終業のチャイムと同時に、周防さくらはやって来た。
「人の心の沼とやらを覗いてみるのも一興と思って」
ひねくれているところは変わりなさそうだ。
しばらく無言で過ごす。お互いテーブルで過去の部誌を眺める。
すると、閉館間近で司書業務を切り上げた榛名先生がやって来た。
「悪い、ちょっと手伝って」
向かったのは、生徒会室横の倉庫。
「文芸同好会、映えある初日のミッションを申し渡す」
要するに、ここにある部誌を図書準備室に運ぶ作業だ。
カラーボックスから中身を段ボールに移して先に運んでから、カラーボックスも運ぶ。エレベーターがないから台車は使えない。四階の一番奥の生徒会室と図書館を往復するだけで、何の拷問かと思うほどの重労働だ。
三往復してようやく引越しは完了した。
「こっちの整理は……また明日で……」
榛名先生はそう言って腰をさすった。
「おつかれさんのお礼」と渡されたペットボトルのコーラを手に校門を出る。
夕焼けが学園坂を照らす情景を眺めながら、バス停のベンチに並んでコーラをプシュッと開ける。
父の監督下にあった頃は、「体に悪い」と、コーラなんか飲ませてもらえなかった。
だから、強烈な炭酸が喉の奥を刺激したのに驚いて、私は「ゴフッ」とむせ返った。
「不器用かよ……」
周防さくらは心配したりしない。呆れた目を向けただけで、我関せずとコーラを飲む。
何の干渉もされない彼女との距離感が、私には心地よかった。
同じバス停でも、行き先は別。
さくらの乗る「二本木坂行き」のバスが早く来て、私は手を振りもせず彼女を見送った。
その後来た、海岸通り行きのバスで帰宅する。
その途中、バス停を下りると、部活帰りの悠介に出くわした。
「高校生はいいよな、学校帰りにコーラを買えるもん」
私のカバンからはみ出したペットボトルを見て悠介は嘆いた。
「飲む?」
と差し出してみると、彼は顔を赤くして首をブンブン横に振る。
「女子高生と回し飲みとか、さすがにキツいわ」
「あっそ」
海岸通りの商店街に差し掛かった頃、ちょうど街路灯が点灯しだした。
商店街の入口にある本屋の照明がいつも明るくて、自然と目が行く。
「そういや、週刊ジャックの発売日、今日だっけ」
今どきの中学生でも週刊コミックは読むんだ……と思うと、私は少し興味が出た。
「何を読んでるの?」
「『ジュジュジュ大戦』。今学校でめちゃくちゃ流行ってる」
「面白いの?」
「俺的には、『デーモンスレイヤー・オンライン』の方が好きだけど、流行りモノは履修しとかないと、友達と話が合わないし」
⿻ ⿻ ⿻
友達、か……。
友達って、何だろう?
寄り合い、馴れ合い、取り繕い、自分を殺す。個性などいらない。その場にいるだけの距離感。ぼっちという羞恥心を誤魔化すための存在。

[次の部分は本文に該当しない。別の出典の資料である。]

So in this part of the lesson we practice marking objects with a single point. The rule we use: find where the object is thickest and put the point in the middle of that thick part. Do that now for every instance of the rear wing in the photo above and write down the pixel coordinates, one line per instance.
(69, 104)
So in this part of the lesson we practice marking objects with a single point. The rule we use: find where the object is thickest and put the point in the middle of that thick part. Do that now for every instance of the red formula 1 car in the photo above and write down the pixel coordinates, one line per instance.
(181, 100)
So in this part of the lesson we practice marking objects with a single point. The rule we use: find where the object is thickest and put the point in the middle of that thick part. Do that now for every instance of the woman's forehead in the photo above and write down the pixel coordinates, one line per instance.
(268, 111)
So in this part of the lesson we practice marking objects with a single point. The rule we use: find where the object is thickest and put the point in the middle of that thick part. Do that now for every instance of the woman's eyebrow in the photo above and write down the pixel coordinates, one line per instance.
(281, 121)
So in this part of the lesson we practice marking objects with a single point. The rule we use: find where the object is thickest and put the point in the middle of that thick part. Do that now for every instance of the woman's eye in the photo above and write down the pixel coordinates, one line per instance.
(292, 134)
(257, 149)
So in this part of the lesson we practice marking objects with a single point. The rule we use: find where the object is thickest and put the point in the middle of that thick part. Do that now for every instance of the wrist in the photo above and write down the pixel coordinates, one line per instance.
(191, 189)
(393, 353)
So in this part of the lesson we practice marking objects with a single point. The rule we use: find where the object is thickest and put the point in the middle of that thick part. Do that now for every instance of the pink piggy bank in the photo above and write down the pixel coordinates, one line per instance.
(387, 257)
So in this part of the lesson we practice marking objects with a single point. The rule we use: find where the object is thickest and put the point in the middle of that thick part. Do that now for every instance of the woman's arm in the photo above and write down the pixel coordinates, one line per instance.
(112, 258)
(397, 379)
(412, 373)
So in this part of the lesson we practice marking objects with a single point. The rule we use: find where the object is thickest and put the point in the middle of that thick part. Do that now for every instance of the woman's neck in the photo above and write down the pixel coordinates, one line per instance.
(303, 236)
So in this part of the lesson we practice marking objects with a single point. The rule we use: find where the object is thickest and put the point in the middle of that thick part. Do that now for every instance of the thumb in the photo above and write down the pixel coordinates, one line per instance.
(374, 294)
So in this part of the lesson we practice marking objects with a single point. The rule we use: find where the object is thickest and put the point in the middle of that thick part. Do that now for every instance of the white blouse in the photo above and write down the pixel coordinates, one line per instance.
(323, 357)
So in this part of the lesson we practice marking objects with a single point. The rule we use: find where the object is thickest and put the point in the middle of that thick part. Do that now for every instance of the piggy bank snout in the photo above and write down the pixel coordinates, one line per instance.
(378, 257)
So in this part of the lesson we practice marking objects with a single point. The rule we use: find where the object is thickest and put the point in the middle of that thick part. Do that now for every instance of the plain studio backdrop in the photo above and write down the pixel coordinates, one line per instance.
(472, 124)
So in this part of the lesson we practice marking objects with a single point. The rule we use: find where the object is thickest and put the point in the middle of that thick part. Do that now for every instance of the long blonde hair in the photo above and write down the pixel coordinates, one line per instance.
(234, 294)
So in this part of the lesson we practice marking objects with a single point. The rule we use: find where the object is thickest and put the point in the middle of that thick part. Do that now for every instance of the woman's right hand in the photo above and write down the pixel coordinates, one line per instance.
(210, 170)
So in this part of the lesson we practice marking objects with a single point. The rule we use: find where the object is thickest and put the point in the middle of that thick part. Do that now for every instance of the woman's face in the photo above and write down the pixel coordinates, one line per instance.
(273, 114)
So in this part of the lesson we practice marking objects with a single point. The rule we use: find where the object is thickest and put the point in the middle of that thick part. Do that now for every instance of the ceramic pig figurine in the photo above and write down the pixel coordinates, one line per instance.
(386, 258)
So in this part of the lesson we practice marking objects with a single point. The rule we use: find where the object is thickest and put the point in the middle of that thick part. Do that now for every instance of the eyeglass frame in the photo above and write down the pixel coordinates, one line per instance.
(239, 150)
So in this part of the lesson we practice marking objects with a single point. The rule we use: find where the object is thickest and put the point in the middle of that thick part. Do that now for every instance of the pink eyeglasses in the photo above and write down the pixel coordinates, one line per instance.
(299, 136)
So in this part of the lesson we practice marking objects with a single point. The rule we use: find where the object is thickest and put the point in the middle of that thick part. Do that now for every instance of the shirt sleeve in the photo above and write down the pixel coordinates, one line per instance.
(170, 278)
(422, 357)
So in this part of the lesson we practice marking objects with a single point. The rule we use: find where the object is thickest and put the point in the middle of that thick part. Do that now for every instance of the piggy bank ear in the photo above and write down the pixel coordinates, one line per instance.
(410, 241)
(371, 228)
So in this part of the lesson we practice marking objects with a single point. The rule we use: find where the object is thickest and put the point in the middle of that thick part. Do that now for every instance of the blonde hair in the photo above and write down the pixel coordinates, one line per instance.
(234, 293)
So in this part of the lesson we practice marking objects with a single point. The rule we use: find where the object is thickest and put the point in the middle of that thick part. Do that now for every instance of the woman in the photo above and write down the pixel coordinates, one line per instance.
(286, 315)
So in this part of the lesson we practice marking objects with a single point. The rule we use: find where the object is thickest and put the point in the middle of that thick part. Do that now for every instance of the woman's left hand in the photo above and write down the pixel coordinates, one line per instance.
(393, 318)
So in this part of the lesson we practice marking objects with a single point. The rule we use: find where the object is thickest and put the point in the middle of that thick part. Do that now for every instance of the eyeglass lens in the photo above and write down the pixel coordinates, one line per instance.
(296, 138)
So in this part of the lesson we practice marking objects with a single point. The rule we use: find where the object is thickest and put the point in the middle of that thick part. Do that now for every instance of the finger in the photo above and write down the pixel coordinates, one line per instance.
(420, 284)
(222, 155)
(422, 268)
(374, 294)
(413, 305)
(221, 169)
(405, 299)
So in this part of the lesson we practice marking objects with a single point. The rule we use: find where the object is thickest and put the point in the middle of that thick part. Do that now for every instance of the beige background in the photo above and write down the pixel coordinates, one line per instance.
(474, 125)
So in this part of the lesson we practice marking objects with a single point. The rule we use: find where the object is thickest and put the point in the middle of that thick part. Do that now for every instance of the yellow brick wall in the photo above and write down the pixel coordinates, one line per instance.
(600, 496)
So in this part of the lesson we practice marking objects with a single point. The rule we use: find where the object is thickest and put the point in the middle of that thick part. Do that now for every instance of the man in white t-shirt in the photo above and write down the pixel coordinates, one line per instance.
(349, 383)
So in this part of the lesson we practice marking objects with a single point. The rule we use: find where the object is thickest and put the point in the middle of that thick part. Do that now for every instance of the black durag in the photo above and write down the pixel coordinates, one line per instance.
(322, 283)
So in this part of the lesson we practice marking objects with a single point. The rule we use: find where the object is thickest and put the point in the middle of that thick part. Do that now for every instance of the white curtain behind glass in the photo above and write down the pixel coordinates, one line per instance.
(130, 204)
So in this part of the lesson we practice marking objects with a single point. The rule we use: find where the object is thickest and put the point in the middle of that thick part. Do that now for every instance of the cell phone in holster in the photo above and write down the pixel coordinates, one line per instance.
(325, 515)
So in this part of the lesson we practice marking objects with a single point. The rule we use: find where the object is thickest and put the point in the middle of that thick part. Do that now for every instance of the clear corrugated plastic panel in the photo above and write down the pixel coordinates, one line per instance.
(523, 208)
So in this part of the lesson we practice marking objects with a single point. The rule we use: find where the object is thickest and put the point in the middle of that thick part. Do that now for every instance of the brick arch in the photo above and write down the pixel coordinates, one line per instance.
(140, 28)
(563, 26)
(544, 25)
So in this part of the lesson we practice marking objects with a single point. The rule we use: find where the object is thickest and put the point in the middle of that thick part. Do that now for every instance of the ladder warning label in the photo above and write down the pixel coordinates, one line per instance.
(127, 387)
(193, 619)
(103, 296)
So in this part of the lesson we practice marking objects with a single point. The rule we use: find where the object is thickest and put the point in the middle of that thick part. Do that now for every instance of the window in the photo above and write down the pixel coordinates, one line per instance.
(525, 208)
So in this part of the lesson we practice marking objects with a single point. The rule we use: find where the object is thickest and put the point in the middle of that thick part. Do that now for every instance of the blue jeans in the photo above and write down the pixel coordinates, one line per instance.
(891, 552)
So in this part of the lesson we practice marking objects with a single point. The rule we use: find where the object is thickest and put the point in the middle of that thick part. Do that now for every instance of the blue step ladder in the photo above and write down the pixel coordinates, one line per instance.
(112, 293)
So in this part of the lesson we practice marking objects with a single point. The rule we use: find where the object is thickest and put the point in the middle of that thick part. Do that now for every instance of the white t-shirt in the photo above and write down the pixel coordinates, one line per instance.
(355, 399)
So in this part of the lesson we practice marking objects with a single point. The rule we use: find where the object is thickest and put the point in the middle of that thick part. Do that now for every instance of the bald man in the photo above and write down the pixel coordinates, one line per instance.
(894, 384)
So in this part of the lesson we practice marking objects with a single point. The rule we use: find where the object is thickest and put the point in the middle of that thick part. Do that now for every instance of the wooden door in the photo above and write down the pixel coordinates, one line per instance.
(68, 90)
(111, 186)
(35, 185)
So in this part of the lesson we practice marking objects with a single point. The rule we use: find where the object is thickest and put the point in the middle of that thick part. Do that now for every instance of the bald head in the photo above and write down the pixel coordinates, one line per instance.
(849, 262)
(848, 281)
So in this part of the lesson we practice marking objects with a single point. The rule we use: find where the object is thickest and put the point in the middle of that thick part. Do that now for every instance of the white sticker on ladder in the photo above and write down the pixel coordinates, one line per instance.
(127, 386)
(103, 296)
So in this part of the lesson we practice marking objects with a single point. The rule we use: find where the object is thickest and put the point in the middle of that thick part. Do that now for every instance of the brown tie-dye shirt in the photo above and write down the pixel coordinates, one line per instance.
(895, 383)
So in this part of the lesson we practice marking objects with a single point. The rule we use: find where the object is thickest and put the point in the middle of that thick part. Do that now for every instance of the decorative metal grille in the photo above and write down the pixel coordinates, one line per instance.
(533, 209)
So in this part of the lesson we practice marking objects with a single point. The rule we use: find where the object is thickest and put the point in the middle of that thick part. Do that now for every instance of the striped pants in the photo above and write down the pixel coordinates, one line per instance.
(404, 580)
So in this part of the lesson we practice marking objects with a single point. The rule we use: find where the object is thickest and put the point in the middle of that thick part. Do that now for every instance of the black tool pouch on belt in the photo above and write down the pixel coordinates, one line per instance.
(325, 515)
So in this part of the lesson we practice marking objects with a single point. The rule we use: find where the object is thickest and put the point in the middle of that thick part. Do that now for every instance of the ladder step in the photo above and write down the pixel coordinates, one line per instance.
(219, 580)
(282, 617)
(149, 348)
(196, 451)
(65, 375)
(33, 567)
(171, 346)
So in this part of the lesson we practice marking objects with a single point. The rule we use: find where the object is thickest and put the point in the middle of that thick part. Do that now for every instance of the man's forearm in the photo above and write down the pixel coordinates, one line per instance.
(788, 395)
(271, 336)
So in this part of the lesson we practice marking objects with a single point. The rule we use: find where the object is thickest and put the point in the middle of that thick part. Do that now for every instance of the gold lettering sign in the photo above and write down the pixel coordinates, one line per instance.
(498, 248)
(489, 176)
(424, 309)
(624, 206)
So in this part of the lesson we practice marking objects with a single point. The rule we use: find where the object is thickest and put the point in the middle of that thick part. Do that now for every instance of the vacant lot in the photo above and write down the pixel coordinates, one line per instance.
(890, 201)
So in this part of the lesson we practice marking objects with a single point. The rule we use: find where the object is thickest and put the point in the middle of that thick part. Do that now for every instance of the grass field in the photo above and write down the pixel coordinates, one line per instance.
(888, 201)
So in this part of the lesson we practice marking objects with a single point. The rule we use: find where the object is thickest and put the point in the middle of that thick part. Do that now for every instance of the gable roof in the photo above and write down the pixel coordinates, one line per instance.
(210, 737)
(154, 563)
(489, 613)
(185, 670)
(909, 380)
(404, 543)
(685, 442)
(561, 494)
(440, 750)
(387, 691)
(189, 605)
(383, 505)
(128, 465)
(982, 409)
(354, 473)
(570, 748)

嫌われないよう細心の注意を払い、コミュニティの居場所を確保するために、自分の全てを犠牲にする。
それが普通なのだろうか?
ベッドから見上げる天井は、いつも以上にモヤモヤしていた。
考えれば、気を許せる人にこれまでに出会った事がない。
みんな、私とどこか違う。家族に遠慮なんかしないで、奔放でワガママで。
うちの家族は特殊なんだ……そう思って隠して繕ってるうちに、友達とは何か、分からなくなった。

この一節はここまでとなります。